Berawal dari Putusan Mahkamah Konstitusi (MK), yang meloloskan putra pertama Joko Widodo Gibran Rakabuming Raka sebagai cawapres Paslon No. 2 sangat menyakiti nurani publik. Alasan jika Gibran Rakabuming Raka bukan anaknya Joko Widodo akan sangat tidak mungkin terjadi putusan yang nyeleneh (aneh, lucu tidak masuk akal) meloloskan putra kesayangan Joko Widodo.
Terbukti Ketua MK Anwar Usman, ipar Joko Widodo, omnya Gibran ini divonis bersalah melanggar etik berat sehingga diberhentikan dari Ketua MK. Publik memvonis adanya sikap cawe cawe terhadap MK demi meloloskan putranya. Hal ini semakin menunjukan adanya dugaan Joko Widodo menabrak UUD dan peraturan perundangan undangan yang berlaku. Bukti lainya, Joko Widodo blusukan membagi- bagi bansos kepada warga secara langsung.
Padahal perilaku rada aneh tersebut sebelum- sebelummya tidak pernah dilakukan presiden karena tupoksi ada di Kementrian Sosial. Bahkan kejadian menarik Presiden bersama Erick Thohir Menteri BUMN dan pejabat negara lainnya di depan Istana Negara membagi- bagi sembako kepada warga kota Jakarta.
Ditambah lagi beberapa waktu lalu statemen presiden
bahwa presiden “boleh kampanye dan memihak” berpotensi menyebabkan penyelenggaran pemilu menjadi “tidak netral” serta “diwarnai kecurangan dan keberpihakan yang tidak adil.
Padahal seorang pejabat publik, presiden wajib hukumnya memiliki “ETIKA PUBLIK”.
Alat ukur etika publik adalah Konstitusi dan UU. Ada larangan bagi pejabat negara untuk tidak membuat keputusan yang menguntungkan atau merugikan peserta pemilu, termasuk kegiatan yang mengarah pada keberpihakan.
Hal ini, tercermin dalam Pasal 282 UU No. 7 tahun 2017 tentang Pemilihan Umum yang melarang pejabat negara untuk membuat keputusan yang menguntungkan atau merugikan salah satu peserta pemilu. Dan Pasal 283 yang melarang pejabat negara mengadakan kegiatan yang mengarah pada keberpihakan terhadap peserta pemilu.

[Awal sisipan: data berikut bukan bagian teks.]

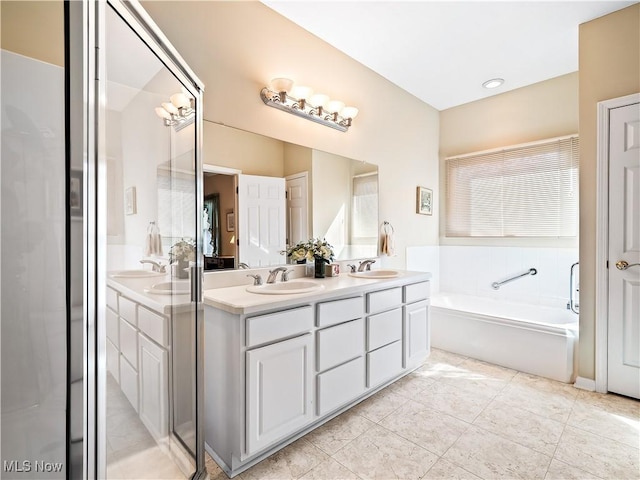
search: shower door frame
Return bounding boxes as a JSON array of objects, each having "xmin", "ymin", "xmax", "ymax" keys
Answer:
[{"xmin": 74, "ymin": 0, "xmax": 207, "ymax": 479}]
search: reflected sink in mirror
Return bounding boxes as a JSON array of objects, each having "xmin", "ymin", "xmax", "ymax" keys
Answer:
[
  {"xmin": 144, "ymin": 280, "xmax": 191, "ymax": 295},
  {"xmin": 109, "ymin": 270, "xmax": 166, "ymax": 278},
  {"xmin": 349, "ymin": 270, "xmax": 400, "ymax": 280},
  {"xmin": 247, "ymin": 280, "xmax": 324, "ymax": 295}
]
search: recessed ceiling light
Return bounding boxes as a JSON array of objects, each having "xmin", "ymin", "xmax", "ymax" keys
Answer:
[{"xmin": 482, "ymin": 78, "xmax": 504, "ymax": 88}]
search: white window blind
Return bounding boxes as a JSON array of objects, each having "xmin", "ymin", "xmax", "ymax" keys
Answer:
[
  {"xmin": 158, "ymin": 174, "xmax": 196, "ymax": 241},
  {"xmin": 351, "ymin": 173, "xmax": 378, "ymax": 245},
  {"xmin": 446, "ymin": 137, "xmax": 579, "ymax": 237}
]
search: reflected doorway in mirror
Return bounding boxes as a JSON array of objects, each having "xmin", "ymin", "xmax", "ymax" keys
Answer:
[{"xmin": 416, "ymin": 187, "xmax": 433, "ymax": 215}]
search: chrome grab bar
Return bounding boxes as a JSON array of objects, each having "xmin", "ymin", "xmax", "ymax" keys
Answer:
[
  {"xmin": 568, "ymin": 262, "xmax": 580, "ymax": 314},
  {"xmin": 491, "ymin": 268, "xmax": 538, "ymax": 290}
]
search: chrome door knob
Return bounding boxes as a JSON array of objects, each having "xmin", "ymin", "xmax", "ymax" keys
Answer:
[{"xmin": 616, "ymin": 260, "xmax": 640, "ymax": 270}]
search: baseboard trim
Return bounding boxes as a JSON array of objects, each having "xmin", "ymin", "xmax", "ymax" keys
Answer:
[{"xmin": 573, "ymin": 377, "xmax": 596, "ymax": 392}]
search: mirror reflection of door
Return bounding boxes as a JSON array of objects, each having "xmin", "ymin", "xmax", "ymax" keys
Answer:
[{"xmin": 98, "ymin": 2, "xmax": 202, "ymax": 479}]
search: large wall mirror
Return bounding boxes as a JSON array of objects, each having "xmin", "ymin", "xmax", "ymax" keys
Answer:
[{"xmin": 192, "ymin": 121, "xmax": 379, "ymax": 270}]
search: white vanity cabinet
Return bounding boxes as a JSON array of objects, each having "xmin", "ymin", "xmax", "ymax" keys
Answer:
[
  {"xmin": 204, "ymin": 273, "xmax": 429, "ymax": 476},
  {"xmin": 105, "ymin": 287, "xmax": 170, "ymax": 440},
  {"xmin": 403, "ymin": 282, "xmax": 431, "ymax": 368},
  {"xmin": 246, "ymin": 333, "xmax": 313, "ymax": 455}
]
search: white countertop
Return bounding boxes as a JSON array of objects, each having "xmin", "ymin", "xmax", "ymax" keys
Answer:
[
  {"xmin": 203, "ymin": 271, "xmax": 431, "ymax": 315},
  {"xmin": 107, "ymin": 272, "xmax": 191, "ymax": 315}
]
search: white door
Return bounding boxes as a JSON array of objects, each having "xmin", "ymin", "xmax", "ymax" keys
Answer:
[
  {"xmin": 286, "ymin": 172, "xmax": 309, "ymax": 245},
  {"xmin": 236, "ymin": 175, "xmax": 286, "ymax": 268},
  {"xmin": 246, "ymin": 333, "xmax": 313, "ymax": 455},
  {"xmin": 608, "ymin": 103, "xmax": 640, "ymax": 398}
]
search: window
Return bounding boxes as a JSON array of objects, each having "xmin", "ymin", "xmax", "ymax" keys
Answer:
[
  {"xmin": 446, "ymin": 137, "xmax": 578, "ymax": 237},
  {"xmin": 351, "ymin": 173, "xmax": 378, "ymax": 245}
]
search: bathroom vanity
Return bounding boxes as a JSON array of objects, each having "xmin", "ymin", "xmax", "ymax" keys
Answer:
[
  {"xmin": 105, "ymin": 275, "xmax": 195, "ymax": 450},
  {"xmin": 204, "ymin": 272, "xmax": 431, "ymax": 476}
]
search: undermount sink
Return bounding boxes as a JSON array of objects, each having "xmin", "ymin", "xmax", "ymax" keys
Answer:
[
  {"xmin": 247, "ymin": 280, "xmax": 324, "ymax": 295},
  {"xmin": 349, "ymin": 270, "xmax": 399, "ymax": 279},
  {"xmin": 144, "ymin": 281, "xmax": 191, "ymax": 295},
  {"xmin": 109, "ymin": 270, "xmax": 166, "ymax": 278}
]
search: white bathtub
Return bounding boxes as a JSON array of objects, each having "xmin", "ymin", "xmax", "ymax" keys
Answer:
[{"xmin": 431, "ymin": 293, "xmax": 578, "ymax": 383}]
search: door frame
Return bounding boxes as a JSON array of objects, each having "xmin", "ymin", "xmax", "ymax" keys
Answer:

Pertanyaannya ada jaminan Jokowi kampanye netral untuk Paket Gama karena bersama di PDIP atau untuk Prabowo Subianto dan Gibran Rakabuming Raka kebetulan putranya sendiri?

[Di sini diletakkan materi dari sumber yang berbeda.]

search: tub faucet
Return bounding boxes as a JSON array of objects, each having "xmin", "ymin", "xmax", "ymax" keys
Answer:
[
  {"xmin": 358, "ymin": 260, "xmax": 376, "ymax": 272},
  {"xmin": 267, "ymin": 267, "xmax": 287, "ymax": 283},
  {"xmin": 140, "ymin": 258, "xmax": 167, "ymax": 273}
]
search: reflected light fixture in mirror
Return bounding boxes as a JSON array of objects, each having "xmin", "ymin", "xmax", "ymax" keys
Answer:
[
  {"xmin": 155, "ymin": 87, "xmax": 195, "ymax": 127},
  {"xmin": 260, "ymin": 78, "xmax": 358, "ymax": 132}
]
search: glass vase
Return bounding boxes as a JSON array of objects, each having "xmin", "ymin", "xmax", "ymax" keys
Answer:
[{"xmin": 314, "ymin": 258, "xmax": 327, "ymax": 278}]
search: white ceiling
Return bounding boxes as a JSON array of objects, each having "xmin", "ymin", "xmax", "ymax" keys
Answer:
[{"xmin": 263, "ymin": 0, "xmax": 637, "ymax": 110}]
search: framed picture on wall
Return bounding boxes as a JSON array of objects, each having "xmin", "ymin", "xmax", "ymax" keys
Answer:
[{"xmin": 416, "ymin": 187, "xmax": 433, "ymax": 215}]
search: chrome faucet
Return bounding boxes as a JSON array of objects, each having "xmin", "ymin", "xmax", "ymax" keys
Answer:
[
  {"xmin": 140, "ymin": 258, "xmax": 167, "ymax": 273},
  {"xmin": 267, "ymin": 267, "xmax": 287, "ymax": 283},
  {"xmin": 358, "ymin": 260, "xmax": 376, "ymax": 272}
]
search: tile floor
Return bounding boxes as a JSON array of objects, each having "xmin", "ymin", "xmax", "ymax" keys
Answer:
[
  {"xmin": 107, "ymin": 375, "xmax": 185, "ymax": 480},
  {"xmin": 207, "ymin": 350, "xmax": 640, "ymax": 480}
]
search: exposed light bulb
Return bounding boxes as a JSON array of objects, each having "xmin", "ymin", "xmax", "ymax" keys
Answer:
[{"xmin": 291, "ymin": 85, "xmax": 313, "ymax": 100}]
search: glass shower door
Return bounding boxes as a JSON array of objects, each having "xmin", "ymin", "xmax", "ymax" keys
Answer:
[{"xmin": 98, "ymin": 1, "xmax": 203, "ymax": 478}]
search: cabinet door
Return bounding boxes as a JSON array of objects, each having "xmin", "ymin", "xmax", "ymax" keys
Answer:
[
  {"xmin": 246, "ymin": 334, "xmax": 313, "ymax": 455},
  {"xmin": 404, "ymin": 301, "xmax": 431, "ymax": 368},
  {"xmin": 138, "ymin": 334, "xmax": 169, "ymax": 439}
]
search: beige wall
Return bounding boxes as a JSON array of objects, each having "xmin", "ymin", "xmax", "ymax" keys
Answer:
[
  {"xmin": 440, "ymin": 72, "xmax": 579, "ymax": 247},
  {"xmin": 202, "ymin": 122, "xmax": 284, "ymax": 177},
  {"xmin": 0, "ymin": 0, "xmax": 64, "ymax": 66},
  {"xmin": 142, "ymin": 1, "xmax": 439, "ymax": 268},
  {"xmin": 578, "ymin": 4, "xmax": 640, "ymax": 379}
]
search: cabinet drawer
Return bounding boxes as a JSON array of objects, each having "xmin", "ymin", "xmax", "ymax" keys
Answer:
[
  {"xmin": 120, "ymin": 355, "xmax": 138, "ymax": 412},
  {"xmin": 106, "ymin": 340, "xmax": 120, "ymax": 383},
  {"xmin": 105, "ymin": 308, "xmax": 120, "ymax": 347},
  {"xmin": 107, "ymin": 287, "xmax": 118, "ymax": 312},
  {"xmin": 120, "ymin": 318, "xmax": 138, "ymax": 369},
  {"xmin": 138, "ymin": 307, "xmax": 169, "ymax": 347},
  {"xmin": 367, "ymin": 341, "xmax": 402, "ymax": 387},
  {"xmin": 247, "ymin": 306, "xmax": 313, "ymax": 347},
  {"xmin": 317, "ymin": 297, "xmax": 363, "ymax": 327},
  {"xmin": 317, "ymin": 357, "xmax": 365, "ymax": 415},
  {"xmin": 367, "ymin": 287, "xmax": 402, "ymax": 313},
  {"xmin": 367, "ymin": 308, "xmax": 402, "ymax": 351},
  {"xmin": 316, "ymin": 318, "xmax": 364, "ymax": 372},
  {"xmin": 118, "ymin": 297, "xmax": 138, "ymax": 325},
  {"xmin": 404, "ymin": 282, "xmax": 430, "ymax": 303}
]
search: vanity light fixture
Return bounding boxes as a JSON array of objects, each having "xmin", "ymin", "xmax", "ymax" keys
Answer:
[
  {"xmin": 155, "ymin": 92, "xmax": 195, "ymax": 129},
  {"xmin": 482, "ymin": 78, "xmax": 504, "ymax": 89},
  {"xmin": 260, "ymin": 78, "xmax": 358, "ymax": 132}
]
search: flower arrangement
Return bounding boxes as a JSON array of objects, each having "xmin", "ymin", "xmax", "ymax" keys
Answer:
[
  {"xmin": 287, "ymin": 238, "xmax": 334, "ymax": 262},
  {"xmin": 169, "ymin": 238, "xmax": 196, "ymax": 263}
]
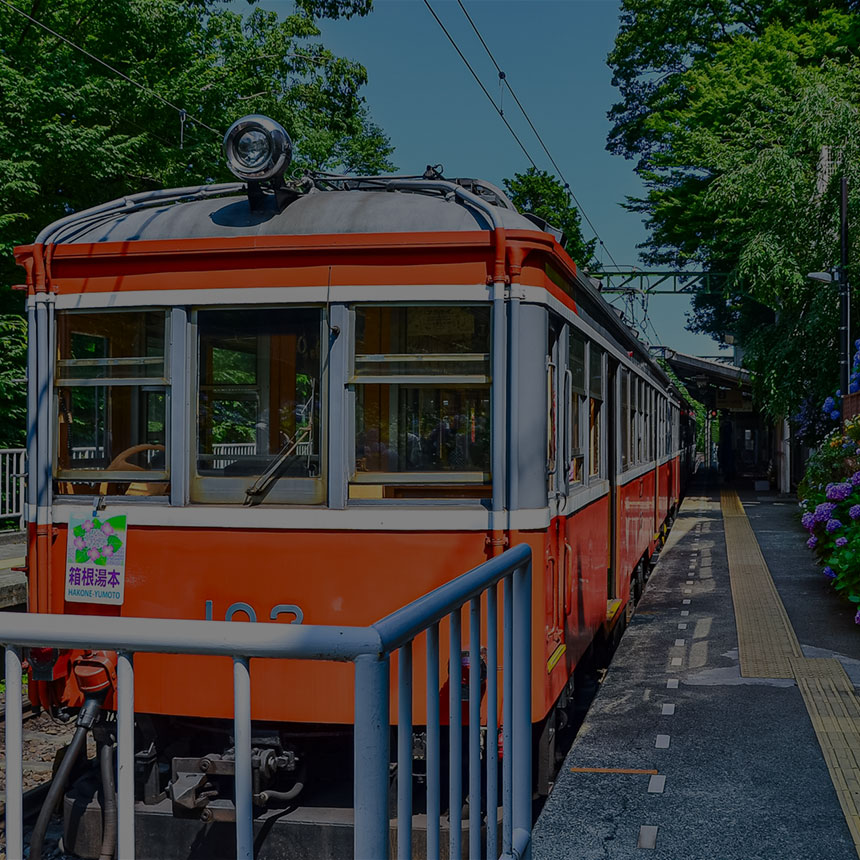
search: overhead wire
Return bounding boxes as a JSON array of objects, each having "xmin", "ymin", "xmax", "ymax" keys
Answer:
[
  {"xmin": 0, "ymin": 0, "xmax": 223, "ymax": 137},
  {"xmin": 454, "ymin": 0, "xmax": 618, "ymax": 268},
  {"xmin": 418, "ymin": 0, "xmax": 538, "ymax": 170}
]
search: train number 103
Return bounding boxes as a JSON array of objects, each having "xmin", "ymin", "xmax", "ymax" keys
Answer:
[{"xmin": 204, "ymin": 600, "xmax": 305, "ymax": 624}]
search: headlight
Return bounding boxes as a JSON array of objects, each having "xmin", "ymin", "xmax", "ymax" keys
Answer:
[{"xmin": 224, "ymin": 114, "xmax": 293, "ymax": 181}]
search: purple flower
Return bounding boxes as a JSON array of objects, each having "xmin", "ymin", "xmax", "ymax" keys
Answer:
[
  {"xmin": 813, "ymin": 502, "xmax": 836, "ymax": 523},
  {"xmin": 827, "ymin": 480, "xmax": 854, "ymax": 502}
]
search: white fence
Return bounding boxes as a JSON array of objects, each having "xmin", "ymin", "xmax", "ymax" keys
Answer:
[{"xmin": 0, "ymin": 448, "xmax": 26, "ymax": 529}]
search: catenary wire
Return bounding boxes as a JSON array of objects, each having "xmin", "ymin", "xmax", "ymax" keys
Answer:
[
  {"xmin": 0, "ymin": 0, "xmax": 222, "ymax": 137},
  {"xmin": 424, "ymin": 0, "xmax": 538, "ymax": 170},
  {"xmin": 457, "ymin": 0, "xmax": 618, "ymax": 267}
]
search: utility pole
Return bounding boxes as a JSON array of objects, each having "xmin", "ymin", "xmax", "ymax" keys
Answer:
[{"xmin": 839, "ymin": 176, "xmax": 852, "ymax": 397}]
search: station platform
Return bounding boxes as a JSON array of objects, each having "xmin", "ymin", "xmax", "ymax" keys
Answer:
[{"xmin": 533, "ymin": 481, "xmax": 860, "ymax": 860}]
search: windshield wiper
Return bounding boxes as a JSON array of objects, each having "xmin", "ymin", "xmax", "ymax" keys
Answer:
[{"xmin": 244, "ymin": 380, "xmax": 316, "ymax": 507}]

Dugaan publik sangat kuat, presiden ke 7 ini jika benar menggunakan hak politiknya berkampanye akan condong untuk anaknya Gibran Rakabuming Raka.

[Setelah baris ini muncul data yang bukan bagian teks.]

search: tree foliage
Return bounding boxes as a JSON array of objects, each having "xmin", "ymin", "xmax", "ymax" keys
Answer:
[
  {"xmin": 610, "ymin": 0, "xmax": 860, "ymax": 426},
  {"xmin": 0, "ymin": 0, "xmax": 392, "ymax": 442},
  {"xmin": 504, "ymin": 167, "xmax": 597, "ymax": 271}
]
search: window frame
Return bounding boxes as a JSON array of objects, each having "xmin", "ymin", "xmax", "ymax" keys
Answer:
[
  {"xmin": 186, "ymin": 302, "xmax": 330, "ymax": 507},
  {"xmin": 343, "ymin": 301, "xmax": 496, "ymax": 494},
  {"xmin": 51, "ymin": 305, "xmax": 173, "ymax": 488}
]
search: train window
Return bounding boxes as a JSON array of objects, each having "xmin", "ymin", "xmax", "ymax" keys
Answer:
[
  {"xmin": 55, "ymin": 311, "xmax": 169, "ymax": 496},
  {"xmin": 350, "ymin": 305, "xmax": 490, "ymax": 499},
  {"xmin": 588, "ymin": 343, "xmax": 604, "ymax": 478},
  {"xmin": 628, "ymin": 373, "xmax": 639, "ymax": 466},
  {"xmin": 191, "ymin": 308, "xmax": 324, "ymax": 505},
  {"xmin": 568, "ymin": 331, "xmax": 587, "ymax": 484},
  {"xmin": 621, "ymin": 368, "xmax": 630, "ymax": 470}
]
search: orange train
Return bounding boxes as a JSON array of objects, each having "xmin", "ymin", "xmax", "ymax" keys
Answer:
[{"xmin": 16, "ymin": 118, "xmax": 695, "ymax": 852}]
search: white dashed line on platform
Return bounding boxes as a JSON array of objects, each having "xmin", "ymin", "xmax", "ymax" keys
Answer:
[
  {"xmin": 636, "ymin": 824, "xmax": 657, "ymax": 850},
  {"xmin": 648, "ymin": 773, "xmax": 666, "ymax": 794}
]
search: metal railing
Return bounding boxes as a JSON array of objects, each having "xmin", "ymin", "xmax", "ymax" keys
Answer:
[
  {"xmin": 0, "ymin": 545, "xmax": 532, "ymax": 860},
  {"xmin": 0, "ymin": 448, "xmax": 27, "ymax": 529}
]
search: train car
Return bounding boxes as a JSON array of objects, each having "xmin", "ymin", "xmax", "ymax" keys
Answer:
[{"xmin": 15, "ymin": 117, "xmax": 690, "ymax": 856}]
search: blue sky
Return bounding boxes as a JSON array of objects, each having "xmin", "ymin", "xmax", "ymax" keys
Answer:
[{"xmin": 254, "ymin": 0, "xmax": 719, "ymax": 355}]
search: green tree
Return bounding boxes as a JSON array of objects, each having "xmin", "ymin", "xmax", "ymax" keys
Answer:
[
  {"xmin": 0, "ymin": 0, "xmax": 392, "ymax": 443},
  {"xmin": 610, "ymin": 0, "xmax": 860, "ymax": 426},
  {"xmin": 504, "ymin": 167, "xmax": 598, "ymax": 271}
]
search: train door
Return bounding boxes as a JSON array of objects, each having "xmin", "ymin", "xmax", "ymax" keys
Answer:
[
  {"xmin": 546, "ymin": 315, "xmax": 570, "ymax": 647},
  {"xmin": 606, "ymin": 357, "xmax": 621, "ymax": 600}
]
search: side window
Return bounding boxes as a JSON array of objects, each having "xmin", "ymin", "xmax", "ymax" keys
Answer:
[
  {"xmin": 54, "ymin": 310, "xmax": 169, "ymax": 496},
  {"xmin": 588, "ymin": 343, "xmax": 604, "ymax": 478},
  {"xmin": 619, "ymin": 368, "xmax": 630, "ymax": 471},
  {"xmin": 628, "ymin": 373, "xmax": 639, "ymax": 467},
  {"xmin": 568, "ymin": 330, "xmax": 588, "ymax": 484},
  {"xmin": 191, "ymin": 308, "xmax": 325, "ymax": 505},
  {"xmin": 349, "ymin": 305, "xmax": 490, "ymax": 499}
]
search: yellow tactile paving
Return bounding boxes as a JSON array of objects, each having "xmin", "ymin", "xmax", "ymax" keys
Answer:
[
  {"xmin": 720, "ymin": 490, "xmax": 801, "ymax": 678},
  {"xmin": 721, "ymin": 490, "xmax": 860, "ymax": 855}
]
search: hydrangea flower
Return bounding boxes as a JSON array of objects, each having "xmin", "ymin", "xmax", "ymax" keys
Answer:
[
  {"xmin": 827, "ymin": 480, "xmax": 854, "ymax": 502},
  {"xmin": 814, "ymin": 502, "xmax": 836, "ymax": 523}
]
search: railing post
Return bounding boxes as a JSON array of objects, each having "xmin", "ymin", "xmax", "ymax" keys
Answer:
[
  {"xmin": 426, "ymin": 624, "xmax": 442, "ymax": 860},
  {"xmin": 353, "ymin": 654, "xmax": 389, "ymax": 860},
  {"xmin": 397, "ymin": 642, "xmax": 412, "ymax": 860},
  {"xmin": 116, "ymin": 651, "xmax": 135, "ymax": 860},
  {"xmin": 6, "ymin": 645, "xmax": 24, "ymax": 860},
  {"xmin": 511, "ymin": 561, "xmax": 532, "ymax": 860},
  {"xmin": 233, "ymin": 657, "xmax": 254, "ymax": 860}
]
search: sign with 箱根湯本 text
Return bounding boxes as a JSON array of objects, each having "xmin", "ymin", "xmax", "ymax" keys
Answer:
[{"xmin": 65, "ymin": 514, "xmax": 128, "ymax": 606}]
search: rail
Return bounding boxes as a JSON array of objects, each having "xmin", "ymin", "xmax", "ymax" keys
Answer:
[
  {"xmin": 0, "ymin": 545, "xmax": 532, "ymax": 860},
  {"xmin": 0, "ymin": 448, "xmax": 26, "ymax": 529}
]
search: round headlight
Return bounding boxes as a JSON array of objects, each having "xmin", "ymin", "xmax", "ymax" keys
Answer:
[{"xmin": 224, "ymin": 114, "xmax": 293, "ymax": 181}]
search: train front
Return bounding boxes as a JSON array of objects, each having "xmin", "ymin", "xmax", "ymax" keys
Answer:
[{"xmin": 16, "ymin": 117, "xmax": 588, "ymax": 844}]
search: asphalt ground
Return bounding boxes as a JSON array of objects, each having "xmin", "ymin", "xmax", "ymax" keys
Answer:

Dugaan sikap dan tindakan sembrono dari presiden asal Solo ini, semakin menunjukan bapa sayang anak serta kepanikan Jokowi karena keyakinan satu putaran pilpres 14 pebruari rasanya berat terbukti.
Oleh karena itu, melihat cawe- cawe mantan Walikota Solo ini membuat kecintaan publik yang sunguh luar biasa kepada Joko Widodo semakin degradasi karena ulahnya sendiri menjelang pesta demokrasi.
Politik kekuasan serta money politics yang dipertontonkan tim sukses Paslon no. 2 sebagaimana dilansir berbagai media online adalah bukti Joko Widodo tidak tegas sebagai kepala negara dan panglima tertinggi yang seharusnya berdiri tegak lurus di atas semua paslon, parpol agar publik meyakini dan bangga memiliki presiden sebagai bapa bangsa yang patut diteladani dan dikenang.
Tetapi sayangnya semua kesan manis buat Joko Widodo ini justru di saat- saat akhir masa jabatannya beliau sendiri menunjukan sikap tidak netral dengan sadar menabrak UUD dan UU. Miris!